If I were to try to describe what the game is, or at least at best as I can guess it was trying to be, is a game revolving completely around Sonic's homing attack, except that you choose targets by aiming with the Wii remote, and in which your reach is increased ten or twenty fold compared to that of a Sonic game. When put that way, the way you'd imagine things are meant to go is you homing attack to a faraway target, bounce off it, and repeat to the next destination. Thus most of your gameplay time would be spent in a perpetual attack chain. You're constantly "airborne".

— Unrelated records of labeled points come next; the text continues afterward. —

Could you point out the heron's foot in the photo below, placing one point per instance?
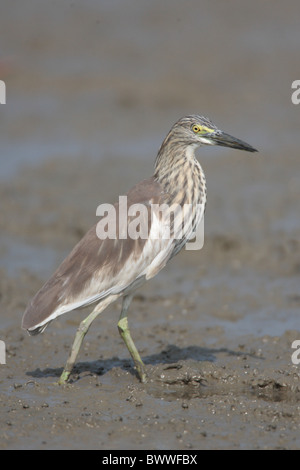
(63, 380)
(140, 368)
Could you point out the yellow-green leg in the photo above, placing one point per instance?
(81, 332)
(125, 335)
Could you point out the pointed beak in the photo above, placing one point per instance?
(226, 140)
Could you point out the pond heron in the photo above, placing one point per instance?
(101, 270)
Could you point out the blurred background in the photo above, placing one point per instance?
(92, 89)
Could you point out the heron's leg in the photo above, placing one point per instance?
(81, 332)
(125, 335)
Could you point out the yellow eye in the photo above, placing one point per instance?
(196, 128)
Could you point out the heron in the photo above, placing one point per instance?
(100, 270)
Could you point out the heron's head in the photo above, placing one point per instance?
(199, 130)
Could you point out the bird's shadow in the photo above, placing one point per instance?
(172, 354)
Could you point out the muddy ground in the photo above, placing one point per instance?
(216, 327)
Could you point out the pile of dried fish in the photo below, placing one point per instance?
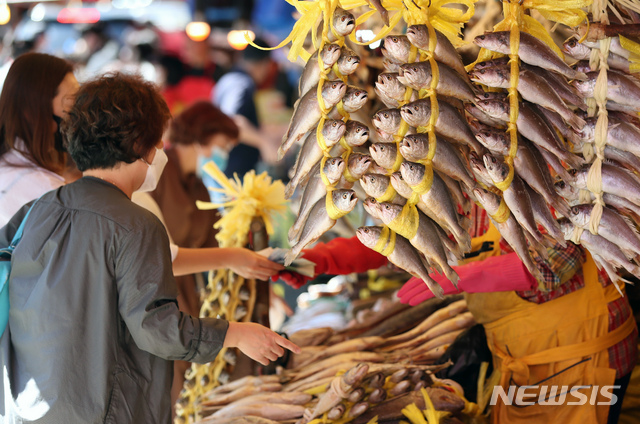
(373, 368)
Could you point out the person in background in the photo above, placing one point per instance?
(235, 94)
(38, 90)
(189, 77)
(572, 329)
(93, 329)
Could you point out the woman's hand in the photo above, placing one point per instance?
(257, 342)
(249, 264)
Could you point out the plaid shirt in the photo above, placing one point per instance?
(563, 275)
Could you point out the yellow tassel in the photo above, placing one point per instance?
(502, 214)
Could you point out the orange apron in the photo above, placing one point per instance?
(563, 342)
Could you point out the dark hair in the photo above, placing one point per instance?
(26, 108)
(199, 122)
(116, 118)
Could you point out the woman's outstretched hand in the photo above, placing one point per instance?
(258, 342)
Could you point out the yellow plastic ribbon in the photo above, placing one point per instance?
(255, 195)
(425, 184)
(386, 243)
(333, 211)
(406, 224)
(388, 195)
(633, 48)
(503, 213)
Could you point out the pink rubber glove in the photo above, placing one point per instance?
(337, 257)
(494, 274)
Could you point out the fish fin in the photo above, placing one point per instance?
(580, 76)
(291, 255)
(289, 190)
(575, 121)
(281, 153)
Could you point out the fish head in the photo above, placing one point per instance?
(343, 22)
(579, 216)
(375, 185)
(582, 66)
(491, 63)
(333, 129)
(416, 113)
(496, 76)
(389, 211)
(494, 41)
(414, 73)
(495, 108)
(576, 50)
(412, 172)
(494, 140)
(359, 164)
(345, 200)
(330, 54)
(384, 137)
(354, 99)
(398, 46)
(388, 83)
(418, 35)
(566, 190)
(372, 207)
(490, 95)
(356, 134)
(566, 227)
(400, 185)
(489, 201)
(333, 91)
(585, 88)
(348, 61)
(388, 120)
(368, 235)
(415, 145)
(477, 126)
(384, 153)
(389, 64)
(499, 171)
(333, 169)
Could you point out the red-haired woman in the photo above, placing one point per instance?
(35, 97)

In reality however the thing I most commonly land on is a vertical surface and there's no bounce that follows, which is apparently reserved for only very specific in game objects for some reason. Rather, my avatar simple hangs to the wall Mega Man X style for a moment before plummeting. Even if I manage to find another object in the distance to point to in time, the wall my avatar was hanging on is physically obstructing my avatar from making it to the next surface. At best all I can do is target the same wall over and over, hopefully making up some height in the process. I was at a complete loss as to how the player was actually meant to counteract in these situations. Giving the player a way to quickly turn the camera 180 degrees (such as with a press of a button or a flick of the nunchuk) seems like it would have been vastly beneficial and would certainly have improved flow. (Imagine being able to seamlessly traverse across ruins in a zig zag pattern like a wall jumping fucking ninja.) I found it incredibly laborious to use the pointer turn the camera all the way around to find something new to homing attack to- I'd start falling before I get a chance to complete such a maneuver. More often that not, I am so hurried that I inadvertantly veer my pointer too far to the edge of the screen, which as we all know causes the Wii to forget the Wii remote exists in the first place and requires a good five seconds or so to recalibrate. By that time, you've probably ejected the disc from the console.

The flight mechanics and roomy Angel Island esque environments tease me with the notion that there is something godlike to be experienced if I had both enough patience and an obliviously unreserved lack of standards to figure out a play pattern to make the game function somewhat as it was intended, however that may be. On the surface, at least, the game is completely unplayable.